Assume that a positive label is identifying a loan application as fraudulent, and so a false positive occurs when the model labels a loan application as a fraud when in reality it is not. In this case, there is immediate loss of revenue. If the loan was for some amount X, and the interest rate was 10% for instance, then the immediate loss is 10% of X. A false negative, on the other hand, occurs when the model deems an application to not be a fraud when in reality it is. In this case, the loss is the immediate loan amount X.
In combination, the two points mean that weighting by revenue would yield a false negative worth about 10 false positives, i.e., one bad loan would be the equivalent of missing 10 good loans.
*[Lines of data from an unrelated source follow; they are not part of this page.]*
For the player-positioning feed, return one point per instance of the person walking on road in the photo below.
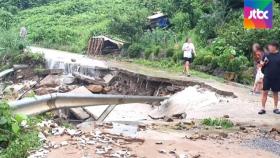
(189, 54)
(271, 81)
(258, 54)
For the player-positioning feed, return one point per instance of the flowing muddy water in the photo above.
(188, 95)
(185, 97)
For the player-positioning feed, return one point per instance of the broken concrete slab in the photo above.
(96, 111)
(51, 81)
(95, 88)
(88, 79)
(80, 113)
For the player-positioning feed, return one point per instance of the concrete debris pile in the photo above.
(95, 142)
(188, 100)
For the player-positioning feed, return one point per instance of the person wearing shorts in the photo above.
(189, 52)
(271, 81)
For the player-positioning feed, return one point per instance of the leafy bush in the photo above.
(207, 59)
(16, 140)
(135, 50)
(6, 19)
(10, 41)
(181, 21)
(148, 52)
(215, 62)
(170, 52)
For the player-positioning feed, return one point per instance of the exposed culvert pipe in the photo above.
(41, 104)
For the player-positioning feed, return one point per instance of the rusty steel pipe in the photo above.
(41, 104)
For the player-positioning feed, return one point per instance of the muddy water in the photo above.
(192, 98)
(69, 62)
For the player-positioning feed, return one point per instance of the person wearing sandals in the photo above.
(258, 54)
(189, 53)
(271, 81)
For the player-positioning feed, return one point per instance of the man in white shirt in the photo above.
(189, 53)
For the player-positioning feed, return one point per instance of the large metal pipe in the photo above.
(41, 104)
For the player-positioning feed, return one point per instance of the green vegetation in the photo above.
(16, 140)
(218, 122)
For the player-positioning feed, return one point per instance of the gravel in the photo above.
(266, 144)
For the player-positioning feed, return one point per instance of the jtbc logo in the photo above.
(258, 14)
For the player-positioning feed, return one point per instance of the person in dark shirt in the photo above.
(271, 81)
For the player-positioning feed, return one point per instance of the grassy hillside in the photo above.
(69, 24)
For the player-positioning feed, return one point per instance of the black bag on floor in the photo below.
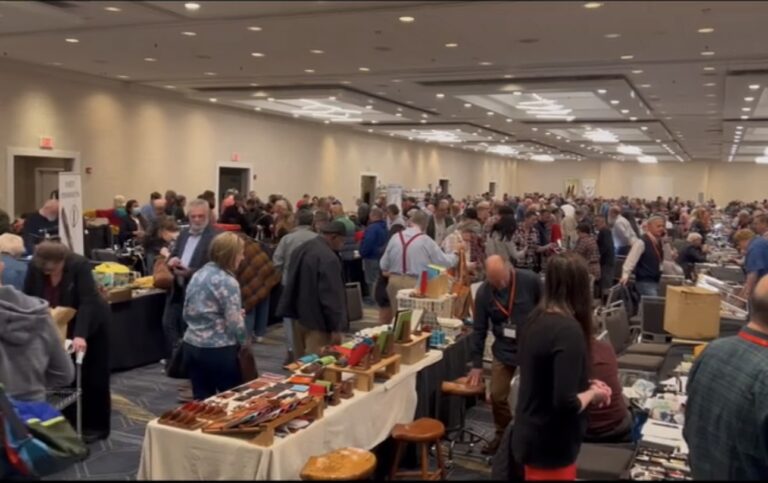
(176, 367)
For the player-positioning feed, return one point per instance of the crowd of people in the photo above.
(225, 261)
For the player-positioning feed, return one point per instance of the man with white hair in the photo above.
(409, 253)
(645, 258)
(695, 252)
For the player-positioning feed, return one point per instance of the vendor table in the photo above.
(362, 422)
(136, 331)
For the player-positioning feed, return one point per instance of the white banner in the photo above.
(588, 187)
(395, 195)
(71, 212)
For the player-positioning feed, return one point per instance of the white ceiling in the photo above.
(560, 56)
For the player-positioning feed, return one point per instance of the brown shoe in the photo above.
(492, 447)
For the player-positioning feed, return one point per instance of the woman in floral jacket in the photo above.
(214, 316)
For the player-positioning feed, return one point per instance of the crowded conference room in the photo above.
(384, 240)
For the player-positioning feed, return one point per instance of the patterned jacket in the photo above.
(256, 275)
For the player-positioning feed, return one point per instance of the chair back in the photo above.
(617, 324)
(652, 315)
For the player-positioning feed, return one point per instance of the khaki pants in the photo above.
(501, 378)
(395, 284)
(306, 341)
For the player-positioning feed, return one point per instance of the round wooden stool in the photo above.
(424, 432)
(346, 464)
(460, 434)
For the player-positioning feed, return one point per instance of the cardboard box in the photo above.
(692, 313)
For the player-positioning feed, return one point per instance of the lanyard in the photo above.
(405, 248)
(754, 339)
(507, 311)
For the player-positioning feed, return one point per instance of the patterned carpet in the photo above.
(140, 395)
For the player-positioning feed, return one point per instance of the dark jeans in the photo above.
(212, 370)
(173, 324)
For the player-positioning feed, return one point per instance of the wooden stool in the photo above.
(424, 432)
(460, 434)
(345, 464)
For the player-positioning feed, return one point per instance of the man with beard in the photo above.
(189, 255)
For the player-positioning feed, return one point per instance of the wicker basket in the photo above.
(442, 307)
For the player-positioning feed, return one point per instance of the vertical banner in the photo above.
(71, 212)
(589, 186)
(395, 195)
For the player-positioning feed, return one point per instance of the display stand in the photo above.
(364, 378)
(413, 351)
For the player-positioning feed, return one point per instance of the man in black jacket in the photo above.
(607, 253)
(504, 303)
(188, 256)
(314, 294)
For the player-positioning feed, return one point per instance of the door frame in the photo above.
(375, 177)
(38, 172)
(12, 152)
(230, 164)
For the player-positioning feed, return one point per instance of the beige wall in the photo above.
(138, 140)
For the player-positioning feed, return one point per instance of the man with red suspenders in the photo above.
(408, 253)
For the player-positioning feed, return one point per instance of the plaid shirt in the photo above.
(726, 418)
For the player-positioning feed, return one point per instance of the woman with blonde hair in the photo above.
(215, 319)
(11, 249)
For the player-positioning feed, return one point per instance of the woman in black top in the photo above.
(555, 388)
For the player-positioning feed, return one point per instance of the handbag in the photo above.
(177, 367)
(163, 278)
(39, 447)
(248, 369)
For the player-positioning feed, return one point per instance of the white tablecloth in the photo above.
(363, 421)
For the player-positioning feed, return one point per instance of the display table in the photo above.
(361, 422)
(136, 331)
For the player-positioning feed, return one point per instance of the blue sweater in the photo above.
(374, 240)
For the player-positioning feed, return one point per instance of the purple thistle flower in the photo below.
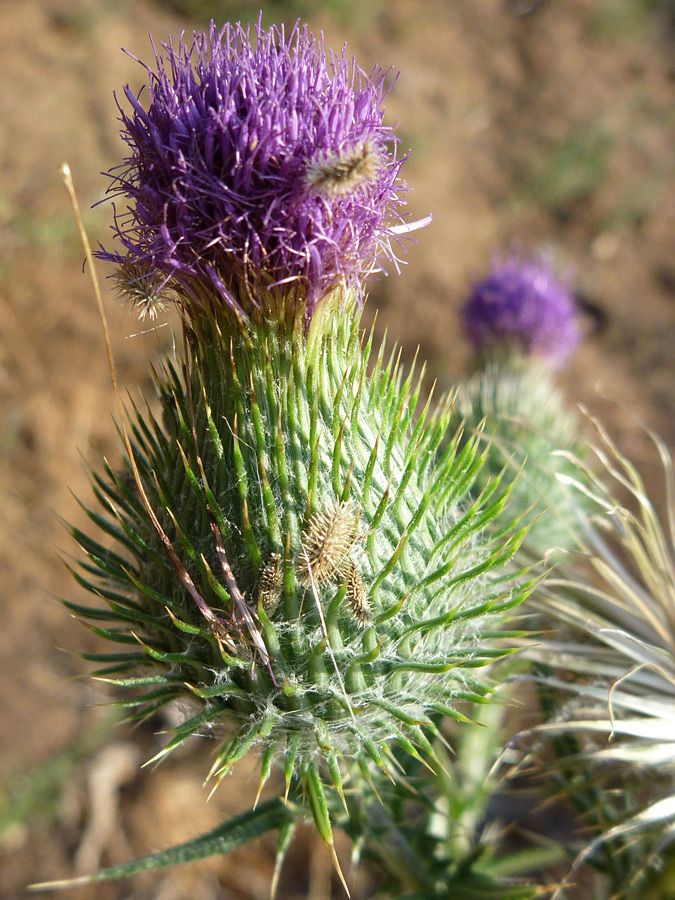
(260, 176)
(521, 307)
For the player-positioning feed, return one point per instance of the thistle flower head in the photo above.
(522, 307)
(261, 176)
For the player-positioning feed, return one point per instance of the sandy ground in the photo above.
(548, 125)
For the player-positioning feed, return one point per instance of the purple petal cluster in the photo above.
(521, 307)
(260, 172)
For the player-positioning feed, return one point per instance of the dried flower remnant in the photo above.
(521, 307)
(356, 596)
(216, 183)
(271, 583)
(326, 543)
(146, 291)
(344, 172)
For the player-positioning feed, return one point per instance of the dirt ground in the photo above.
(545, 124)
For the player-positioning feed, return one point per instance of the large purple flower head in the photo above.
(522, 307)
(261, 175)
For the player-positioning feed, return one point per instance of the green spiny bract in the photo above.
(532, 433)
(216, 589)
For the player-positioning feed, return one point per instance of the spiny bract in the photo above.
(215, 589)
(531, 432)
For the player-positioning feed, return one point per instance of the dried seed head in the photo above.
(343, 173)
(271, 584)
(144, 290)
(356, 597)
(326, 543)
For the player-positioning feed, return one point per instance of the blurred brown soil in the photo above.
(541, 124)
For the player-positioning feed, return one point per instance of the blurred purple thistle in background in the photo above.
(522, 308)
(261, 174)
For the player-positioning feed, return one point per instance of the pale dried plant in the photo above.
(614, 655)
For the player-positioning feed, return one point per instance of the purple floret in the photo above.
(521, 307)
(261, 174)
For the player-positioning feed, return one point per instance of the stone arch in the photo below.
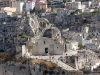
(55, 34)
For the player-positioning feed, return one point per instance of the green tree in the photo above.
(45, 72)
(72, 13)
(64, 1)
(78, 11)
(81, 46)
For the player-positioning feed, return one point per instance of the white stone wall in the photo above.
(18, 6)
(53, 47)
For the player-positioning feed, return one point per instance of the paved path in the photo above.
(54, 59)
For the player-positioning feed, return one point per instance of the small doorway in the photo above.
(46, 50)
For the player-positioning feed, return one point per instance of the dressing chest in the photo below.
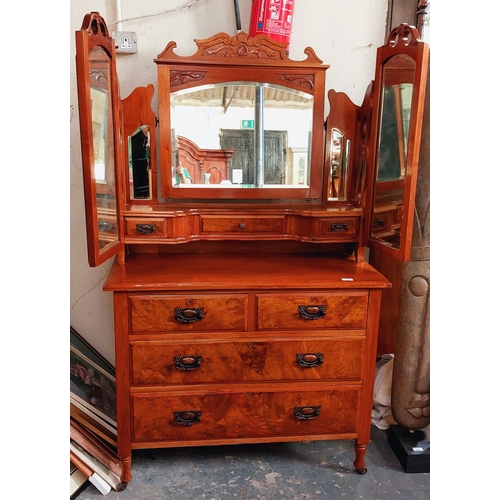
(244, 309)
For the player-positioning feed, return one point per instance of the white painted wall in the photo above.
(344, 35)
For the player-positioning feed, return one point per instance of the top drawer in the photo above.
(167, 313)
(332, 310)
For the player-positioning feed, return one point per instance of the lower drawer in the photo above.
(199, 415)
(166, 363)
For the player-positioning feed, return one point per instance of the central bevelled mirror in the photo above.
(240, 120)
(268, 127)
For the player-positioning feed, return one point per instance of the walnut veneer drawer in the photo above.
(145, 226)
(242, 225)
(165, 363)
(201, 415)
(167, 313)
(339, 227)
(334, 310)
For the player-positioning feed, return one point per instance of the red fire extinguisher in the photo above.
(272, 18)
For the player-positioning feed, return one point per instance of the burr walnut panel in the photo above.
(157, 313)
(174, 362)
(317, 310)
(255, 412)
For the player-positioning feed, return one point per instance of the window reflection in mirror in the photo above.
(397, 91)
(397, 94)
(242, 135)
(339, 153)
(139, 164)
(103, 147)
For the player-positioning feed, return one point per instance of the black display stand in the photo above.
(413, 449)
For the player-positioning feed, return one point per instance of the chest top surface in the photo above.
(184, 272)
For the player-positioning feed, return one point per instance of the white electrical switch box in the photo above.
(125, 42)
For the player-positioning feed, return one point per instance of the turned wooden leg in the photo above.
(359, 462)
(126, 474)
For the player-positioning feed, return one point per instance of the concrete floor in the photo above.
(313, 470)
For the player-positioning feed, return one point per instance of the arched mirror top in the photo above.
(235, 99)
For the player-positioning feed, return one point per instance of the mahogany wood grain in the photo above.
(255, 412)
(342, 310)
(254, 359)
(150, 313)
(190, 272)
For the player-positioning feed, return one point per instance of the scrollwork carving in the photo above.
(404, 35)
(300, 80)
(179, 77)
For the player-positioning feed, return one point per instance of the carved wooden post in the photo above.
(411, 376)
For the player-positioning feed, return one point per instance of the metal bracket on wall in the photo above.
(125, 42)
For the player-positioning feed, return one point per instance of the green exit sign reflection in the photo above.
(247, 123)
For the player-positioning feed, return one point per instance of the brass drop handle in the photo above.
(187, 363)
(145, 228)
(338, 227)
(187, 417)
(309, 360)
(312, 312)
(188, 314)
(306, 412)
(106, 227)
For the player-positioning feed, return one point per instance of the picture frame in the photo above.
(92, 379)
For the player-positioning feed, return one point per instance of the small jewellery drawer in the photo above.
(339, 227)
(242, 225)
(168, 363)
(236, 414)
(107, 227)
(335, 310)
(145, 226)
(167, 313)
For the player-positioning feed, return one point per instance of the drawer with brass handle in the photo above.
(259, 412)
(333, 310)
(184, 313)
(174, 362)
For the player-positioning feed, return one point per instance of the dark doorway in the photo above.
(242, 140)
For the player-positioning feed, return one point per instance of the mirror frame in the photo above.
(94, 33)
(225, 58)
(403, 40)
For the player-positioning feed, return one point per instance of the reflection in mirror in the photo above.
(139, 164)
(246, 135)
(339, 162)
(397, 91)
(103, 146)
Therefore, for the model, false negatives should be weighted 10:1 with respect to false positives in terms of cost.
Generalizing, we see that not making a loan to what would be a good client leads to the loss of the interest this client would then pay (usually just a low percentage of the total amount of money borrowed). On the other hand, giving the loan to someone who will not pay it back means that all the money will be lost, not just a percentage. In terms of dollars, given a set interest rate, we can therefore calculate the loss ratio between the two types of losses (not making the loan versus making the loan and not being paid back) to quantify the tradeoff between false positives and false negatives.